# Main Objective

The governator of Zootopia, brother country of Dystopia and another bad place to live in, wants to maximize their population score in the Happiness Score of Dystopia. He claims that he has the secret formula of how the scoring is calculated and he wants to compare politics that he can carry on to complish his goal. He wants to see with different combinations of the variables, which score his country will get.

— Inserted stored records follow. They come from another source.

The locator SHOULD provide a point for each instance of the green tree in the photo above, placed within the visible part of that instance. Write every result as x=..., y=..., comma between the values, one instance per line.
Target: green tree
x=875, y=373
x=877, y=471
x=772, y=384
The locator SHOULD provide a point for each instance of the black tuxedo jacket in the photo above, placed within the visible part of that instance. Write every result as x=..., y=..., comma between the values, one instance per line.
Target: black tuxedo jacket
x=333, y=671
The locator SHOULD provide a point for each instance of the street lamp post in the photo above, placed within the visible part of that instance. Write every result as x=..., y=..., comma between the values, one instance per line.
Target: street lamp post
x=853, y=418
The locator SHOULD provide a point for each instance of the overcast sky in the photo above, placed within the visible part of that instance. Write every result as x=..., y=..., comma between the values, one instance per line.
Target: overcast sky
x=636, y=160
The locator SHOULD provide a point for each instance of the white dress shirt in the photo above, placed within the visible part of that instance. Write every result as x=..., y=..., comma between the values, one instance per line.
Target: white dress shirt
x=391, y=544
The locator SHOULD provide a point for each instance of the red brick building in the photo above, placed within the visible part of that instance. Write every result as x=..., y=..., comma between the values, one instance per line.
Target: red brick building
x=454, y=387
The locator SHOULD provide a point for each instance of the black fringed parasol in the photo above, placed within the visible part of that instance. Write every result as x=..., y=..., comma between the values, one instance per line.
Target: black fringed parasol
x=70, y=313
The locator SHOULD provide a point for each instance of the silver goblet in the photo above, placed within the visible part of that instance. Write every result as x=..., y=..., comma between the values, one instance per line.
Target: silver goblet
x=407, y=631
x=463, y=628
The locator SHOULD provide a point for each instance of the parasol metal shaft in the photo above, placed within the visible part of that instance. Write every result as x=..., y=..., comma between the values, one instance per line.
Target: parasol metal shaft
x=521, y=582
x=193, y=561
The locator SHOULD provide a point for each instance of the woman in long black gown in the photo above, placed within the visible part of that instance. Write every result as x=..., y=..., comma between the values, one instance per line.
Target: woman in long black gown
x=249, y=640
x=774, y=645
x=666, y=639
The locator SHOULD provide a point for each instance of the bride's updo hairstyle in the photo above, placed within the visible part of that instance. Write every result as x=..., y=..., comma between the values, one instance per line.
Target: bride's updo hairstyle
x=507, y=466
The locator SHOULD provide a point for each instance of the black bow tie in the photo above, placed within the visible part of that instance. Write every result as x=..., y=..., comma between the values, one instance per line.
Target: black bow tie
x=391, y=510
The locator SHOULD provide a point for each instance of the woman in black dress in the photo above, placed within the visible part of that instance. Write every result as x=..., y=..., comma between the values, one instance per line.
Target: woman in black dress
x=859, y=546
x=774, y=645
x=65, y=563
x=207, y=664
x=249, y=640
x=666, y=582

Here the main objective is to predict the happiness scoring that a country will get, with different combinations of the inputs, basically develop a predictor for the target variable Happiness Scoring. There will be a issue in this models, because the variable Dystopia Residual is explained for how the others countries performs that year, and the model will not have any capabilities to predict that.

# Environment

In [1]:
# It would be important to create an environment, and install the specific libraries for avoiding possible issues having different version of the libraries. 
# As I was not sure if this would be possible with the DevSkill git repo, and I couldn't find the answer on the internet I leave this part just as commented.
# pip install -r requirements.txt

# Libraries

In [2]:
# for handling data:
import numpy as np
import pandas as pd

# for plotting:
import plotly.express as px
import matplotlib.pyplot as plt

# for machine learning:
import sklearn
from sklearn.linear_model import LinearRegression
from sklearn.model_selection import train_test_split
from sklearn.ensemble import RandomForestRegressor

# Setting everything Up

In [3]:
# Function to load CSV, from min_year to max_year.
def load_world_happinnes_reports(min_year, max_year):
    """DOCSTRING"""

    # Let's iterate to load all the csv.
    for i in range(min_year,max_year+1):

        # Create DataFrames based on the csv name.
        globals()[f"data_{i}"] = pd.read_csv(f'https://raw.githubusercontent.com/ChFontana/Datasets/main/World%20Happiness%20Report/{i}.csv')
        
        # Create column year, equals the year of the csv.
        globals()[f"data_{i}"]['Year'] = i

        # Create column Region if not exist.
        globals()[f"data_{i}"]['Region'] = globals()[f"data_{i}"].get('Region', np.nan)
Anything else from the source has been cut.